W miesiącu marcu byłam cztery tygodnie na rehabilitacji w Bornem Sulinowie. Podczas pobytu miałam intensywne zajecia z rehabilitantami oraz zabiegi z fizykoterapii, hydroterapii i kinezyterapii. Uczestniczyłam także
w terapiach zajęciowych na których wykonywałam rękodzieła – były to ciekawe warsztaty /nawet i ja coś wykonałam moją jedną sprawną lewą ręką/.
Turnusy rehabilitacyjne są dla mnnie bardzo wskazane i jednocześnie potrzebne. Po każdym pobycie odczuwam zmianę, która sprawia ze staję się bardziej silniejsza i gotowa do jeszcze większej pracy nad usprawnianiem swojego ciała.
W ośrodku poznałam wielu ciekawych i miłych ludzi, którzy też zmagają się z chorobami i nie poddają się.

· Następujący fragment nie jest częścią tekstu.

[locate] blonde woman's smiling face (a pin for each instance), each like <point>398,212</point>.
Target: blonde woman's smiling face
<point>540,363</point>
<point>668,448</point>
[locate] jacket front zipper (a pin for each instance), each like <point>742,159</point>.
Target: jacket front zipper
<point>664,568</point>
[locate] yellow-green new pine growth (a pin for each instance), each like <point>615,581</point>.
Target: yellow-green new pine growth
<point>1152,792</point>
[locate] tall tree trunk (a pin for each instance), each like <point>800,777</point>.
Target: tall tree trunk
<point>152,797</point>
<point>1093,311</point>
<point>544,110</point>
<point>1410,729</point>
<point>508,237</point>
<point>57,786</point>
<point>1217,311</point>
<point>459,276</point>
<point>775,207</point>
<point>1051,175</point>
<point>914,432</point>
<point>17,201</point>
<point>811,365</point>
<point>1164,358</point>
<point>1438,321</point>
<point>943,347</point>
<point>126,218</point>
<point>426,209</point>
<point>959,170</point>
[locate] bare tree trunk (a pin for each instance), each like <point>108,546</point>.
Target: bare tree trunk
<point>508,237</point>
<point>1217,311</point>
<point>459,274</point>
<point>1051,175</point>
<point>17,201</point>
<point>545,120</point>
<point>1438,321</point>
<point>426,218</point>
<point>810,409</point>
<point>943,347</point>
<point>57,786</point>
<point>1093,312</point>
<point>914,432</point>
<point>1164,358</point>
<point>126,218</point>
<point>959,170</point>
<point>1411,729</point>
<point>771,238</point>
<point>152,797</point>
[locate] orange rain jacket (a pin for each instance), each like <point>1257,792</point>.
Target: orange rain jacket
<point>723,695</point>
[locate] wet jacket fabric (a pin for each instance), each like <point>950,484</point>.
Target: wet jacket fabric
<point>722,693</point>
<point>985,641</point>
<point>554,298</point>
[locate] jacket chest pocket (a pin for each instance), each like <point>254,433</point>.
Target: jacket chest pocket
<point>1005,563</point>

Pozdrawiam Wszystkich uczesników turnusu – mam nadzieję że jeszcze się spotkamy.
Dziękuję za pomoc osobom, którzy wspierają mnie i przyczyniają się do moich wyjazdów na turnusy. Na dzień dzisiejszy żaden ośrodek refundowany przez NFOZ nie chce mnie przyjąć – gdyż wymagam opieki całodobowej (chociaż ośrodki w Stargardzie i Bydgoszczy przyjęły mnie bez problemu). Jedynym miejscem, w którym przyjmują takie osoby jak ja, jest Borne Sulinowo. Niestety jest to turnus, za który muszę płacić 100% kosztów pobytu – ponieważ są tam przyjmowane osoby chore na stwardnienie rozsiane. Rehabilitacja w tym ośrodku jest na bardzo dobrym poziomie, opieka pielęgniarska i medyczna fachowa /bardzo miły personel /.
Pozdrawiam bardzo mile i serdecznie.